The Atchalta team participated in an open discussion of the Knesset’s Foreign Affairs and Defense Committee called by MK Ze’ev Elkin that dealt with UNRWA. In the discussion it was revealed that more than two weeks after important countries stopped their support for the Agency due to its connection to Hamas, there was no discussion on the issue led by the Prime Minister or the head of the National Security Council.

 

The professional echelon in various government ministries is the one that actually crystalizes the policy vis-a-vis UNRWA. They are acting without coordination and with a very vague directive. For example, even though Israeli intelligence officials claimed to have presented the Americans with incriminating materials regarding UNRWA, Israel did not pass such information to the European Union (at least according to EU High Representative of the Union for Foreign Affairs and Security Policy Joseph Borrell). On the one hand, it is reported that the Prime Minister instructed the IDF to examine alternatives to working with UNRWA in the field, and on the other hand, the state representatives in Washington explain why at this stage UNRWA has no alternative there.

 

The government’s conduct does not reflect an internalization of how significant the issue is, as one that may instill a sense of loss for Hamas in the war. The dissolution of UNRWA means the practical cancellation of the ‘right of return’ and its removal from the agenda. According to UNRWA’s unique definition, the status of a refugee is inherited. The Agency does not update its lists, and even those hundreds of thousands ‘refugees’ who have left the refugee camps, become citizens elsewhere, left abroad, or now live under Palestinian rule – are counted as refugees. Thus, their number today has climbed to almost 6 million, while after the War of Independence in 1948 they numbered only about 700 thousand refugees.

 

Updating the number of refugees according to the existing generic definitions of the United Nations, is expected to reduce their number to several tens of thousands at most and, in fact, eliminate the issue of the refugees as an important variable in the Israeli-Palestinian conflict. Hamas will not be able to claim victory if the result of the war it started is the practical cancellation of ‘the right of return’.

 

The fear of a humanitarian crisis is of course a weighty issue. But even in this case, the solution seems to be available.
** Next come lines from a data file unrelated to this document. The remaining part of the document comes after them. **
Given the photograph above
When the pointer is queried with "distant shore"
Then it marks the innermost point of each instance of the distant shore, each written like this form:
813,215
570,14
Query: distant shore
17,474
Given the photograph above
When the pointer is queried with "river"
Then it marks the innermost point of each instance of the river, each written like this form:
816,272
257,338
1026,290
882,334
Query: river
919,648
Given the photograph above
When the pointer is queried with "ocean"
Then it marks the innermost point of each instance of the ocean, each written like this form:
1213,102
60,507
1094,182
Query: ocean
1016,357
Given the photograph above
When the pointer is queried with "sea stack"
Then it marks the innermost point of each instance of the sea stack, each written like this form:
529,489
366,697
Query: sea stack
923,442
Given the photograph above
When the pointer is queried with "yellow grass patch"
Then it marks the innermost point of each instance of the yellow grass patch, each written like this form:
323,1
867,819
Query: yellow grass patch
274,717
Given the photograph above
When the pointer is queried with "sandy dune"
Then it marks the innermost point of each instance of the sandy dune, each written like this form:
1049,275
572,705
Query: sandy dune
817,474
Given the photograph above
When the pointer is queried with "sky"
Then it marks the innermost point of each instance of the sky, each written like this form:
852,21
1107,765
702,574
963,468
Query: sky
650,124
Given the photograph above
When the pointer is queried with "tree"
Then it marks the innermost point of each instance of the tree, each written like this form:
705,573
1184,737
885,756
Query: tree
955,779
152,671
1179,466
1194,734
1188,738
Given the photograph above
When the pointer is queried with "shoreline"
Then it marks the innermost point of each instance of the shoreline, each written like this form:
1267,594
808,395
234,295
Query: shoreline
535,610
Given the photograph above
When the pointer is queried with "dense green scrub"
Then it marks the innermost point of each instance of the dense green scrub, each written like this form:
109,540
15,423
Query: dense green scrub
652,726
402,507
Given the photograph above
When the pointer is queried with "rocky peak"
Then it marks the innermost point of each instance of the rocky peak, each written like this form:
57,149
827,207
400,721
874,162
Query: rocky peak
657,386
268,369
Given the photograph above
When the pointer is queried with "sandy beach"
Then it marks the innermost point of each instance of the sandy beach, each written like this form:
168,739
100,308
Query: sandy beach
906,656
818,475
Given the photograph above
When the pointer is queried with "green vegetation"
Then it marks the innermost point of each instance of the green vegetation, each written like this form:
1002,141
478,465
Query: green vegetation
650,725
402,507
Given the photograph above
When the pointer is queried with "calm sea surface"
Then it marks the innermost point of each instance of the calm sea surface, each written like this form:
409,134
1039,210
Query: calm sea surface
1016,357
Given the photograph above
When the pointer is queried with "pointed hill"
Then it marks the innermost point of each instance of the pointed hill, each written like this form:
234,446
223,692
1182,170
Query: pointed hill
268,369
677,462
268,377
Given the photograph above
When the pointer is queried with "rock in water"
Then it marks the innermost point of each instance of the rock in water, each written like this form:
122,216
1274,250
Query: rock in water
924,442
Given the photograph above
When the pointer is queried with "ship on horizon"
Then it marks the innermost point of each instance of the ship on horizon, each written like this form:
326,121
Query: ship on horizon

Until now, the international community adopted the Egyptian point of view and looked at the problem of the displaced people as a political problem rather than a humanitarian one. The possibility of dismantling UNRWA might be a reason for creating international pressure on Egypt to temporarily open its border. Unfortunately, so far, no such pressure has been applied.

 

In any case, these are weighty issues, and it is unperceivable that they are not dealt with by politicians, but rather by the professional ranks.